A new study led by scientists from the UAB and the CNAG-CRG and published in Cell Reports reveals the three-dimensional genomic structure of male germ cells. The study, carried out on mice, shows that this structure is extremely dynamic during the formation of germ cells (gamete precursor cells). Moreover, the study revealed a fine-tuned balance between chromatin remodelling, architectural proteins such as cohesins and gene expression during this process.
All sexually reproducing organisms form haploid gametes (oocytes and sperm) – each cell type carrying only one copy of each chromosome – through two consecutive cell divisions preceded by one round of genome replication. This process is known as meiosis and implies that the genome must be packaged and unpackaged in a precise and highly regulated manner.

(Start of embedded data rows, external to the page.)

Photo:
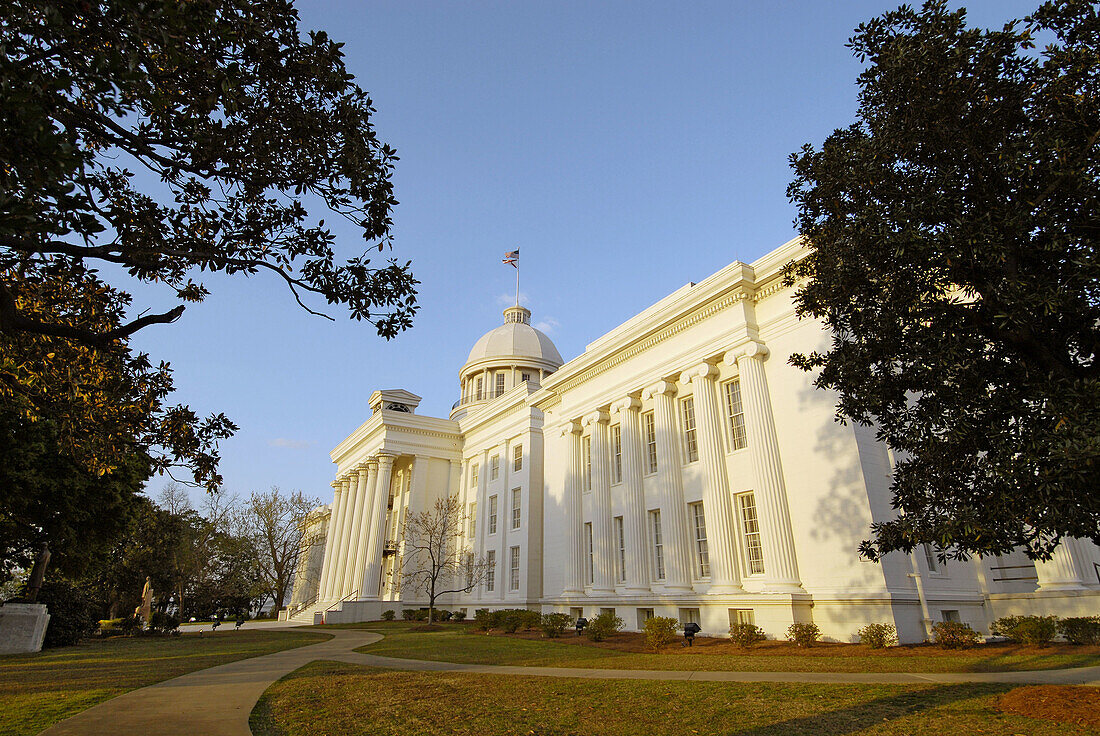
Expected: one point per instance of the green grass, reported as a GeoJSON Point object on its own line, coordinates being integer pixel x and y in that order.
{"type": "Point", "coordinates": [42, 689]}
{"type": "Point", "coordinates": [455, 645]}
{"type": "Point", "coordinates": [337, 699]}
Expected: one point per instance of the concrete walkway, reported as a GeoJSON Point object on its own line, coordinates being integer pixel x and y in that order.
{"type": "Point", "coordinates": [217, 701]}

“Our work shows the dynamics of chromatin remodelling during the formation of male gametes, by comparing changes in chromatin folding and gene transcription at different moments throughout male meiosis”, says coordinator of the study Aurora Ruiz-Herrera, researcher at the Department of Cell Biology, Physiology and Immunology of the Institute of Biotechnology and Biomedicine (IBB) at the UAB, where she leads the research group in Animal Genomics. “We have thus demonstrated the existence of different degrees of genome folding and how these different levels of genome organization are related to structural proteins such as cohesins and gene expression. The results will pave the way for new investigations into the molecular mechanisms regulating these changes.”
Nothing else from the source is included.